Oy vey! My friend gave it to me thinking she was doing me a favor.

Thanks so much for saving me the trouble. Questions from the 1980s? Shhhhhit.

I'll get myself a newer book. Thank you thank you thank you.

 

[BerkReviewTeach]

Oy vey! My friend gave it to me thinking she was doing me a favor.

Thanks so much for saving me the trouble. Questions from the 1980s? Shhhhhit.

I'll get myself a newer book. Thank you thank you thank you.

Start with the classifieds here at SDN for an idea of what is available and roughly how much it goes for used. There are some bargains.

 

[futuredoctor10]

Use the shortcut -log (n x 10^-#) = -(-#) - log n

This is a good shortcut.
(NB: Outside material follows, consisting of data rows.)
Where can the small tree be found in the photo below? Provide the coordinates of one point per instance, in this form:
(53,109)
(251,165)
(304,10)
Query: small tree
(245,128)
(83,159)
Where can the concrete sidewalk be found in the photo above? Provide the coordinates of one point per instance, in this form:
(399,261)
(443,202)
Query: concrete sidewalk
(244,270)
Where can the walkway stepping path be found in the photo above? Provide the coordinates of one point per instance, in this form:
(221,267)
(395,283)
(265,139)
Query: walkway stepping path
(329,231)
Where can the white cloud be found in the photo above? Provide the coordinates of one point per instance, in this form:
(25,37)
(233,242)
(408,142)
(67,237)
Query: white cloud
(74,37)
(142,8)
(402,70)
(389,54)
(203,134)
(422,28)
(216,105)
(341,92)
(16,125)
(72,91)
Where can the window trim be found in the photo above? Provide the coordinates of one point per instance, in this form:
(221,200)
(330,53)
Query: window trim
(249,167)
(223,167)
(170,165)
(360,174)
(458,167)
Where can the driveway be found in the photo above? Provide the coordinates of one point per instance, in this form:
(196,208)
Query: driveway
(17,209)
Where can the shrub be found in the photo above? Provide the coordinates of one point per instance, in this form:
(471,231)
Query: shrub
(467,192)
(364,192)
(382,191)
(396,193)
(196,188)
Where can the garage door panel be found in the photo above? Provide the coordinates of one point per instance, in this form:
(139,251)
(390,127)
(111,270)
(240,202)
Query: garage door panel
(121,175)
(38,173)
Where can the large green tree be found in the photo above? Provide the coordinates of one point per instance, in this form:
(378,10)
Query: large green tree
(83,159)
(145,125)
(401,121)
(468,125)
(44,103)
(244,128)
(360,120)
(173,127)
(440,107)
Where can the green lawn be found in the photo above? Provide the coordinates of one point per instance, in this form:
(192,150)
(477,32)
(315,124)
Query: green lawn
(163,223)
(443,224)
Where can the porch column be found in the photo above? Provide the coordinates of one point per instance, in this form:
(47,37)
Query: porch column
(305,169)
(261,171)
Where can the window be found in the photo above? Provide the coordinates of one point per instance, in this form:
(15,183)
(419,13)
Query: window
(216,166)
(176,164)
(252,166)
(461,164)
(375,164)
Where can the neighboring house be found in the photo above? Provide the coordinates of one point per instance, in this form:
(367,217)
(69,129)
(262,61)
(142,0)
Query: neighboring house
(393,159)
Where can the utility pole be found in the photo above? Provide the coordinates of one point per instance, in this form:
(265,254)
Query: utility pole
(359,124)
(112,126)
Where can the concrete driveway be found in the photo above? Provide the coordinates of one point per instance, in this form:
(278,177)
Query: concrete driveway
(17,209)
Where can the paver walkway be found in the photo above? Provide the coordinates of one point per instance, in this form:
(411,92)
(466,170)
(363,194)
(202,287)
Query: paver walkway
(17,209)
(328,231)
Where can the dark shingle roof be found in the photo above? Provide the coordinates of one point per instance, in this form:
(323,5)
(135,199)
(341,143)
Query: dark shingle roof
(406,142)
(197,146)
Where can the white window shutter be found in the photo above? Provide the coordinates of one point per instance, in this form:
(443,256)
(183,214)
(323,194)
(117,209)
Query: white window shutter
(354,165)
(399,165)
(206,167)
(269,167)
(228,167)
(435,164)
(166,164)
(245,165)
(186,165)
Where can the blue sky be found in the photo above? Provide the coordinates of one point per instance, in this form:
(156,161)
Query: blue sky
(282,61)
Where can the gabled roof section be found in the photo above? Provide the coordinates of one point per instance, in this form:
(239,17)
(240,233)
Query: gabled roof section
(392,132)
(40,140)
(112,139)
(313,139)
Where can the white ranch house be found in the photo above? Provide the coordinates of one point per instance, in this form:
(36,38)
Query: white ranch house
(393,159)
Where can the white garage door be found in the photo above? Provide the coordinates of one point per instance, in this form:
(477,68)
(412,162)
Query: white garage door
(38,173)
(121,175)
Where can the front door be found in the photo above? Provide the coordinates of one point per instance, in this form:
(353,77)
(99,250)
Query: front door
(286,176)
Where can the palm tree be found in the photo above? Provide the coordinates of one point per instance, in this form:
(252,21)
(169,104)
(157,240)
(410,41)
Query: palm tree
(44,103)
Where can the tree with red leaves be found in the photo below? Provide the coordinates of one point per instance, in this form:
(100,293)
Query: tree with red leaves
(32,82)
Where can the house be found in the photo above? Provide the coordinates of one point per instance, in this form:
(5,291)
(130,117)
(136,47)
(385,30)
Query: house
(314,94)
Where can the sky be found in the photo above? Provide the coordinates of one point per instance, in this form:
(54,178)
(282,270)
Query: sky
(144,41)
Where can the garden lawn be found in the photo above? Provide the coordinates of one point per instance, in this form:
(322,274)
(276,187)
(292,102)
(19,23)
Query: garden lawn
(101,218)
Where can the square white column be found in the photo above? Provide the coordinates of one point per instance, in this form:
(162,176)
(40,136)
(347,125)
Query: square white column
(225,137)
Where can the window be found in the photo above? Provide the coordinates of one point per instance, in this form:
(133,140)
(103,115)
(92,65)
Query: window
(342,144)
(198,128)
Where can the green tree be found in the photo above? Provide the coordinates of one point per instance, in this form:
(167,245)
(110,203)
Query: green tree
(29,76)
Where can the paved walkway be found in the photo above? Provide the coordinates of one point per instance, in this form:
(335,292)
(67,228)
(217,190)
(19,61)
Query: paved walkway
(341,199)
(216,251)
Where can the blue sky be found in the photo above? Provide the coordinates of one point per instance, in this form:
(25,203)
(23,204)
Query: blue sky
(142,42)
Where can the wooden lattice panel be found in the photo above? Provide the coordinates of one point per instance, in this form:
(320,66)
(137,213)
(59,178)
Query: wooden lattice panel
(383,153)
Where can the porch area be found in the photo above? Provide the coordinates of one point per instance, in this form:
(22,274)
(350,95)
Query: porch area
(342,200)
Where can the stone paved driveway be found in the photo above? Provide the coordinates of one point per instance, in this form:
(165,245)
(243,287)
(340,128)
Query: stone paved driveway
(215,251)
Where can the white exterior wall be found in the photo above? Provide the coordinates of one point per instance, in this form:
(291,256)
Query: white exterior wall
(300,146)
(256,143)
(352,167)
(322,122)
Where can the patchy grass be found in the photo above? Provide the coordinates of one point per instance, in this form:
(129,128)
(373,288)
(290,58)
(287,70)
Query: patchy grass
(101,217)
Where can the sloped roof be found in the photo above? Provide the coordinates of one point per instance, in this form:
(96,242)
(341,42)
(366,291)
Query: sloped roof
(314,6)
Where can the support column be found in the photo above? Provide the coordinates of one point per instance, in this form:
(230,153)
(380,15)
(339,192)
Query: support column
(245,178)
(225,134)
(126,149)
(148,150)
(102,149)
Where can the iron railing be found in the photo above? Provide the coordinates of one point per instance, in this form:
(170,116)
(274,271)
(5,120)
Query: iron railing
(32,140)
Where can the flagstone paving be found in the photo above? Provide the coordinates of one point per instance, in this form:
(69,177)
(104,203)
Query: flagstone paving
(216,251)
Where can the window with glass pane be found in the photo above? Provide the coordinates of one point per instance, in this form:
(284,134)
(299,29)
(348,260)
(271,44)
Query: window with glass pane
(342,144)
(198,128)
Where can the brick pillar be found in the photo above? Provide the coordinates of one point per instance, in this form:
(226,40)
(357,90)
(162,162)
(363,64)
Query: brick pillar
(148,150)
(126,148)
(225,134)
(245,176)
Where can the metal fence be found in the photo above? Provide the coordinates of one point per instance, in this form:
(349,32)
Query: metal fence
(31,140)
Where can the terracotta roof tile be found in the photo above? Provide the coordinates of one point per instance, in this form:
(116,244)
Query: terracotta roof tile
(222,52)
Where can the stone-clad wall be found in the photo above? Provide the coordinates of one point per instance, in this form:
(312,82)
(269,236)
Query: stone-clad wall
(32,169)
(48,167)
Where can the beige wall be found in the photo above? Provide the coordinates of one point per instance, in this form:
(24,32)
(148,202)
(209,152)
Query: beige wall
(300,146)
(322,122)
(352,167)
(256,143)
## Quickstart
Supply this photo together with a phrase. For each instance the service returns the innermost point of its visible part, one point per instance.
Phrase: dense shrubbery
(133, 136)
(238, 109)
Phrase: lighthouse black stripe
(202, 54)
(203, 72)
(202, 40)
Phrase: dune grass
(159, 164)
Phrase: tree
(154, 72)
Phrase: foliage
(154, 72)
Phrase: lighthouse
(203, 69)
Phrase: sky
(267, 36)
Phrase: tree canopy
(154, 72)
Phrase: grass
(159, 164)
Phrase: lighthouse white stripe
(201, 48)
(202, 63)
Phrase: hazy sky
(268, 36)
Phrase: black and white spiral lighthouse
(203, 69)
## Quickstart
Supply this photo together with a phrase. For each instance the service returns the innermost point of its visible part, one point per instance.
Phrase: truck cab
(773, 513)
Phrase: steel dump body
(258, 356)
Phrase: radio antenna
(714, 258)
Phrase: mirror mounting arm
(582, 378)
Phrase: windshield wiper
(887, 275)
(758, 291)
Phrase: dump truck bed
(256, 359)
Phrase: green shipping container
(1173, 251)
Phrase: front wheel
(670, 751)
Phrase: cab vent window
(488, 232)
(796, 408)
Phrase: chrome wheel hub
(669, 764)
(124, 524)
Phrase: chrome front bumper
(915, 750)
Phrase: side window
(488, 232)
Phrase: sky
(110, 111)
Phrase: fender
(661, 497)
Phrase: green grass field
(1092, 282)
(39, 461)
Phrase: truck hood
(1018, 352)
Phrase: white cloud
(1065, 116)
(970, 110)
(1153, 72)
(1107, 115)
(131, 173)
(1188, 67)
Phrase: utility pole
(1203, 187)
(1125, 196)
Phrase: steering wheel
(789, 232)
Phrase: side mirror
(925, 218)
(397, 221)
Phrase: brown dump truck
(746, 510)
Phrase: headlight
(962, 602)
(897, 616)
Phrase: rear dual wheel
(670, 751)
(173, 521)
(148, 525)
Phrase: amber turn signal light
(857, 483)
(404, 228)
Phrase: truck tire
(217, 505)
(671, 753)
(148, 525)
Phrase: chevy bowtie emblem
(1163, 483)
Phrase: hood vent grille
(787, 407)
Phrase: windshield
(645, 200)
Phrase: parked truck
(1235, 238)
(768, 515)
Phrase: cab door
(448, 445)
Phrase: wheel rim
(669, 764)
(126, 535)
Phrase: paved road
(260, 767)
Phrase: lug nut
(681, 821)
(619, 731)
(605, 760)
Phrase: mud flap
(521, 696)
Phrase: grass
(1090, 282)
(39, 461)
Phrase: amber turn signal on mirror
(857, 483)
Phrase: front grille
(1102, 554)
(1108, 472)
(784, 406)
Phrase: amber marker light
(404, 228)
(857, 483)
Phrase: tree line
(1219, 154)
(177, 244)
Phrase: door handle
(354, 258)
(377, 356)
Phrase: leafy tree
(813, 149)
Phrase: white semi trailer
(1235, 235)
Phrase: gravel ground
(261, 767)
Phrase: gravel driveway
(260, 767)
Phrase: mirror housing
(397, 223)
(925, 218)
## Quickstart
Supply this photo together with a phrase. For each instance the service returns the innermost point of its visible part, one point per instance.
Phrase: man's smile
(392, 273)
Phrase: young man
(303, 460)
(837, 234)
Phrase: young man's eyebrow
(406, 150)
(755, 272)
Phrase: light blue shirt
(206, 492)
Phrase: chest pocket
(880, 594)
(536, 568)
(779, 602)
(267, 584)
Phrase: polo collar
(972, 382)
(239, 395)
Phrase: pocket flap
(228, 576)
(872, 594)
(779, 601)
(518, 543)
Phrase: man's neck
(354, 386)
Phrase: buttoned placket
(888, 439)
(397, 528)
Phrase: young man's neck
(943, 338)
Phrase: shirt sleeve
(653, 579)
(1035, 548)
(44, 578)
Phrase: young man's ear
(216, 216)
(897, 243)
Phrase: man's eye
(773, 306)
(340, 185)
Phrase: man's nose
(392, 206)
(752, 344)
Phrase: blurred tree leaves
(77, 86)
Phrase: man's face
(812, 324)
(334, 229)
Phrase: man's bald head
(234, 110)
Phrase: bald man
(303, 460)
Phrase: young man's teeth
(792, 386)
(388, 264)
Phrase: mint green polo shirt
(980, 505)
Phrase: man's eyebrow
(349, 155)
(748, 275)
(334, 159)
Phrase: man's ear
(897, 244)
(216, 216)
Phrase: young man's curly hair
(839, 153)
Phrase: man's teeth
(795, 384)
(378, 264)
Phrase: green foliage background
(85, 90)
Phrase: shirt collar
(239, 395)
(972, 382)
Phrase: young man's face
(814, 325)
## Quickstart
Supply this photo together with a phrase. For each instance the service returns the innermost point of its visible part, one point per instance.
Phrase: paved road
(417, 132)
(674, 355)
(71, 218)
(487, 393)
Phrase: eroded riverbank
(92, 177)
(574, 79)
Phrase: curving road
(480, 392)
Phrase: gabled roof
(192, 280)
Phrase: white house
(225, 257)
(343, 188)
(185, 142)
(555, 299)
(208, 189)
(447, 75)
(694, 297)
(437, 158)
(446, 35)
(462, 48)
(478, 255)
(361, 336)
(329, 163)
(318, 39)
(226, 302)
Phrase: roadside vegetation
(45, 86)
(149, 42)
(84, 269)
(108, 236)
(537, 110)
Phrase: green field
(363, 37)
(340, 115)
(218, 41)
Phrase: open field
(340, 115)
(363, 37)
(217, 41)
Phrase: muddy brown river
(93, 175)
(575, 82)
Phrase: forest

If answer choices are not close to each other (which is often the case), another method I use, credit to EK General Chemistry:

pH = - log H+

If H+ = [1.41 x 10^-4], what is the pH?
pH = -log 1.41 x 10^-4

pH will be between the exponent value (4) and one number lower (3).
Because it is 1.41, it will be closer to 4.

if Ka = 3 x 10^-5, then pKa is between 4 and 5.

If [H+] = 5 x 10^-3, then pH is between 2 and 3.

If [OH-] = 2 x 10^-6, then pOH is between 5 and 6. pH is between 9 and 8.